The "Everything" package incident was in 2024, which highlighted an issue with this model. Several issues actually, but we should focus on "If there is something critically wrong with a package, the problem cannot be resolved by the developer".

Essentially, NPM had a position of corporate control when it made mistakes and had warning - and NPM should have had the benefit of being a proprietary project at each of those times.

More importantly though

We -- as a community -- must focus on designing security from day 0.

This is probably not terribly practical (projects start because people want the ability to do things. Security gets added as understanding of the thing improves. Preferably added in a well integrated way), but perhaps more importantly - this is NOT the argument you made.

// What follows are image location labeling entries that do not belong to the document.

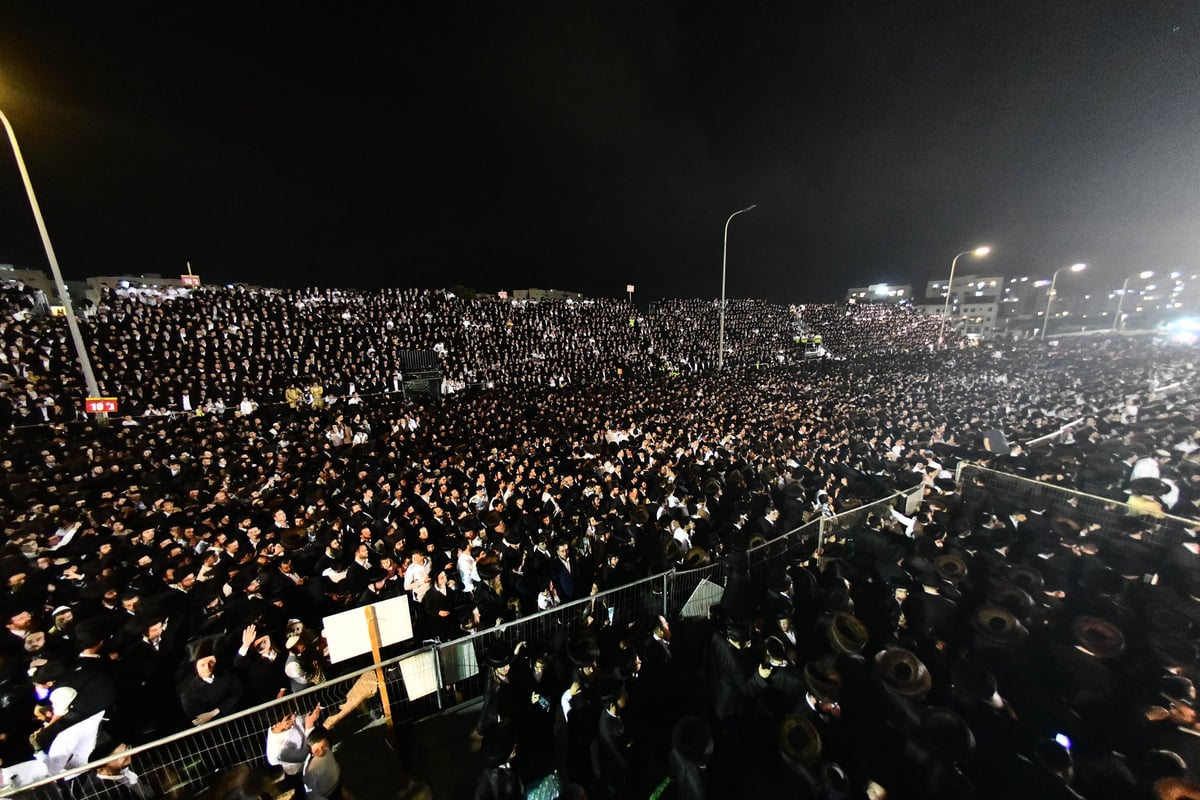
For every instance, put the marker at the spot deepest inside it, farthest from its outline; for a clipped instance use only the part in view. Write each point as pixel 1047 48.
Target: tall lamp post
pixel 725 256
pixel 64 295
pixel 1125 287
pixel 1051 294
pixel 978 252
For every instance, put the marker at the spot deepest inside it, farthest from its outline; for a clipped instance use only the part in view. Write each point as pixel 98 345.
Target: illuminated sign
pixel 100 405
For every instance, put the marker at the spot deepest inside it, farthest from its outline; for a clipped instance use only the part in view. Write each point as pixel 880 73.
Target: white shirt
pixel 322 776
pixel 1145 468
pixel 288 749
pixel 467 571
pixel 417 579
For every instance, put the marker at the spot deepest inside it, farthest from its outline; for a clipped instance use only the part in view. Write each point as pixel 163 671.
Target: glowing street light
pixel 725 254
pixel 1125 287
pixel 978 252
pixel 1050 295
pixel 64 294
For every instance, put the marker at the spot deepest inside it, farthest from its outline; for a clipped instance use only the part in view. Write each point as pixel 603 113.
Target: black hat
pixel 951 567
pixel 823 679
pixel 498 654
pixel 774 654
pixel 693 740
pixel 48 672
pixel 903 673
pixel 1097 637
pixel 1025 577
pixel 1013 597
pixel 999 626
pixel 799 740
pixel 737 632
pixel 610 686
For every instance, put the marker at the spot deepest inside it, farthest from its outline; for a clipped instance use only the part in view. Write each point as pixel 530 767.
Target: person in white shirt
pixel 417 577
pixel 547 597
pixel 468 572
pixel 1150 465
pixel 287 745
pixel 322 773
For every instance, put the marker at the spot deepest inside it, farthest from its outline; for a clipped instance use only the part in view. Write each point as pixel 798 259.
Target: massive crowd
pixel 166 571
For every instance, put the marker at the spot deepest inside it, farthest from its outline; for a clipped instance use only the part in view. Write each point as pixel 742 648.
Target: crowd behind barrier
pixel 222 349
pixel 191 560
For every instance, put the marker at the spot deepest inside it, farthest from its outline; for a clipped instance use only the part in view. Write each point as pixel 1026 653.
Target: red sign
pixel 100 405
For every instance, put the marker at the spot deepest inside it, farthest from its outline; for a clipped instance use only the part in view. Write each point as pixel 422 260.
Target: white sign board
pixel 420 674
pixel 348 635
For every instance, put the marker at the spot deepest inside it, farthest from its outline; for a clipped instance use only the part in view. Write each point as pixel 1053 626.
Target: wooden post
pixel 373 629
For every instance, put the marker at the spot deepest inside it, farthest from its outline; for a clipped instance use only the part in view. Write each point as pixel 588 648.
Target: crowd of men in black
pixel 139 553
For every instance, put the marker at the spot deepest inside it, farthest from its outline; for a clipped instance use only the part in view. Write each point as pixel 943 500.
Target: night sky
pixel 587 145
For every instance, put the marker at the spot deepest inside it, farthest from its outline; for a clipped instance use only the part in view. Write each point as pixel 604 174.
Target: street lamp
pixel 1050 295
pixel 64 295
pixel 978 252
pixel 725 254
pixel 1143 275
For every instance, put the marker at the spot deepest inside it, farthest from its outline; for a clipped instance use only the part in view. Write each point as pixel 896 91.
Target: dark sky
pixel 587 145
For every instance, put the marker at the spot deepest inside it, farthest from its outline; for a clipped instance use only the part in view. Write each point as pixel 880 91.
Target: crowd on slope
pixel 185 565
pixel 857 329
pixel 216 349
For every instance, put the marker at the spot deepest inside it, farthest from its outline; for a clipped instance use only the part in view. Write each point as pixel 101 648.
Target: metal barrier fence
pixel 1003 493
pixel 178 765
pixel 424 681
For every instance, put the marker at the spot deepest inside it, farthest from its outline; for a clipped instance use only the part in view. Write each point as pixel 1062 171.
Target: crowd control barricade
pixel 421 683
pixel 179 765
pixel 1003 493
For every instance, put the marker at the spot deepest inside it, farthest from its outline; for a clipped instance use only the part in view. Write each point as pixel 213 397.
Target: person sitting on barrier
pixel 322 773
pixel 209 692
pixel 287 746
pixel 77 703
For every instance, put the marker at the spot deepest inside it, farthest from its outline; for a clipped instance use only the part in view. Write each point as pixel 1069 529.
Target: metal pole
pixel 1045 322
pixel 946 307
pixel 64 295
pixel 1125 287
pixel 725 254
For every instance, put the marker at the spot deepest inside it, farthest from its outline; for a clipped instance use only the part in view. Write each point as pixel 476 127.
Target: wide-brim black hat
pixel 999 625
pixel 951 567
pixel 1097 637
pixel 1025 577
pixel 799 740
pixel 1013 597
pixel 903 673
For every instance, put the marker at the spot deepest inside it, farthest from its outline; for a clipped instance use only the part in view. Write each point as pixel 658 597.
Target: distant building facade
pixel 881 293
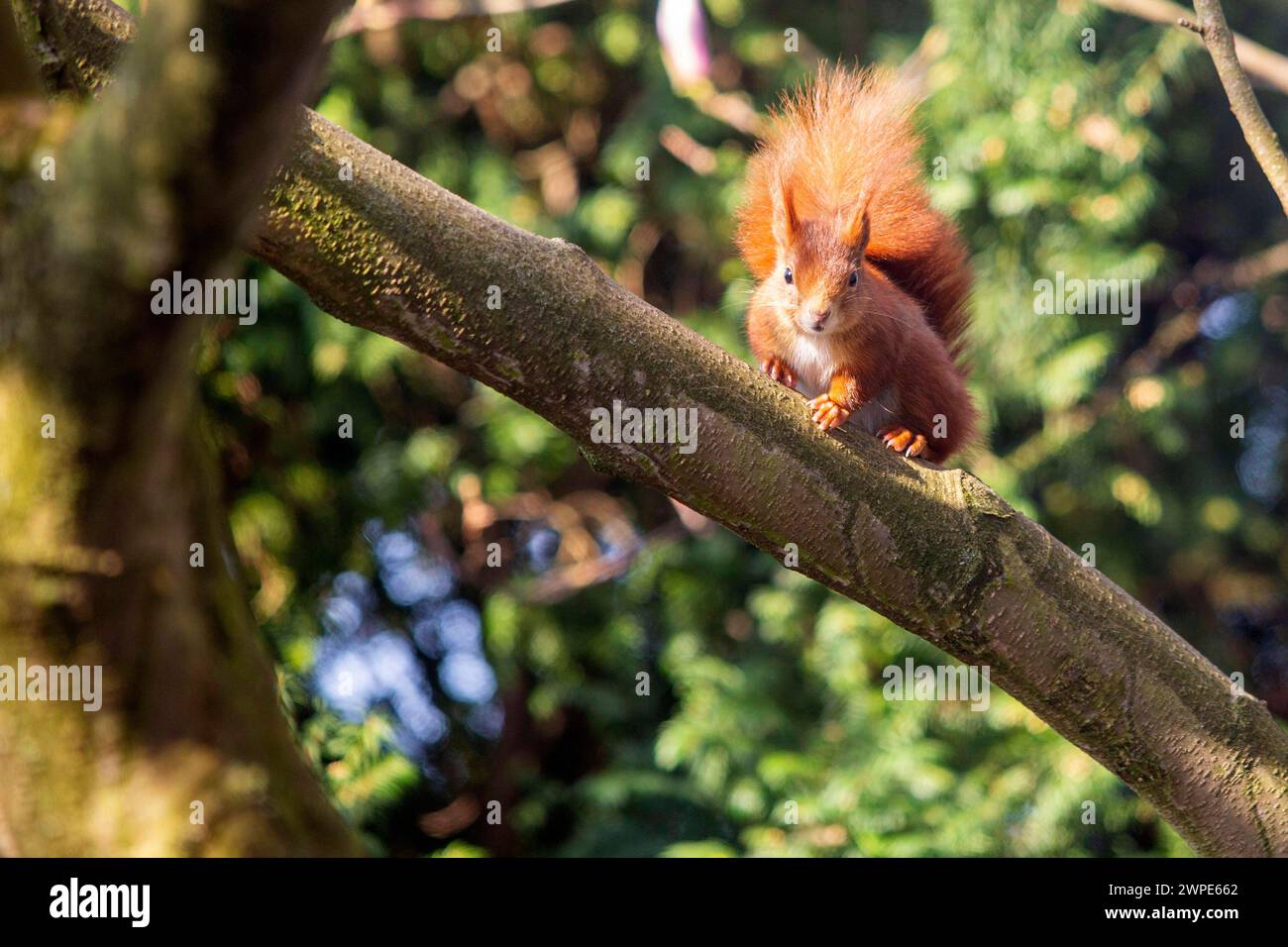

Security from day 0 is not "Hire a bunch of experts" - a very expensive task for little gain. It's security by design. It's "Understand scope", and "Be honest about what your community can handle, especially to yourself. If a major company is sending tons of security notices to you, refuse or demand payment, cause clearly they are using your tool in a way you can't support.".

Pretty much every "solution" you discussed involves a LOT of experts, and no consideration for structure (what do you expose), respecting the dependency project's scope, or being intentional about dependency upgrades (or dependencies themselves!). From my perspective, that is selling security as a product, not a mindset. Trying to turn software into corporate only, not resolving issues in Open Source.